The genomes of the progenitor species, Fragaria virginiana and Fragaria chiloensis, are the products of polyploid evolution: they were formed by the fusion of and interactions among genomes from four diploid progenitor species approximately 1 million years before present. Whereas two of the diploid progenitor species have been identified, the other two diploid progenitor species have remained unknown. Moreover, the history of events leading to the formation of the octoploid lineage and the evolutionary dynamics among the four sub-genomes that restabilized cellular processes after ‘genomic shock’ in allopolyploids remain poorly understood. Here, we present what is, to our knowledge, the first chromosome-scale assembly of an octoploid strawberry genome, the identities of the extant diploid progenitor species of each sub-genome, and novel insights into the collective evolutionary processes involved in establishing a dominant sub-genome in this highly polyploid species. The Rosaceae are a large eudicot family including a rich diversity of crops with major economic importance worldwide, such as nuts , ornamentals , pome fruits , stone fruits , and berries. Strawberries are prized by consumers, largely because of their complex array of flavors and aromas. The genus Fragaria was named by the botanist Carl Linnaeus, on the basis of the Latin word ‘fragrans’, meaning ‘sweet scented’, describing its striking, 25 litre plant pot highly aromatic fruit. A total of 22 wild species of Fragaria have been described, ranging from diploid to decaploid.

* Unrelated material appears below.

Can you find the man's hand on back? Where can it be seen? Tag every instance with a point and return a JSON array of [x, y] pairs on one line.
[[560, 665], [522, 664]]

The genus Fragaria is highly interfertile between and within ploidy levels, thus leading to the natural formation of higher-polyploid species. Polyploid events, also known as whole-genome duplications, have been an important recurrent process throughout the evolutionary history of eukaryotes and have probably contributed to novel and varied phenotypes. Polyploids are grouped into two main categories: autopolyploids and allopolyploids, involving either a single or multiple diploid progenitor species, respectively. Many crop species are allopolyploids, thus contributing to the emergence of important agronomic traits such as spinnable fibers in cotton, diversified morphotypes in Brassica, and varied aroma and flavor profiles in strawberry. Allopolyploids face the challenge of organizing distinct parental sub-genomes—each with a unique genetic and epigenetic makeup shaped by independent evolutionary histories—residing within a single nucleus. Previous studies have proposed, as part of the ‘sub-genome dominance’ hypothesis, that the establishment of a single dominant sub-genome may resolve various genetic conflicts in allopolyploids. However, understanding of the underlying mechanisms and ultimate consequences of sub-genome dominance remains largely incomplete. Subgenome-level analyses in most allopolyploid systems are greatly hindered by the inability to confidently assign parental gene copies to each sub-genome, owing to both large-scale chromosomal changes and homoeologous exchanges that shuffle and replace homoeologs among parental chromosomes. Octoploid strawberry still has a complete set of homoeologous chromosomes from all four parental sub-genomes, thus greatly simplifying homoeolog assignment. Furthermore, gene sequences from extant relatives of the diploid progenitor species, which probably still exist for octoploid strawberry , can be used to accurately assign homoeologs to each parental sub-genome.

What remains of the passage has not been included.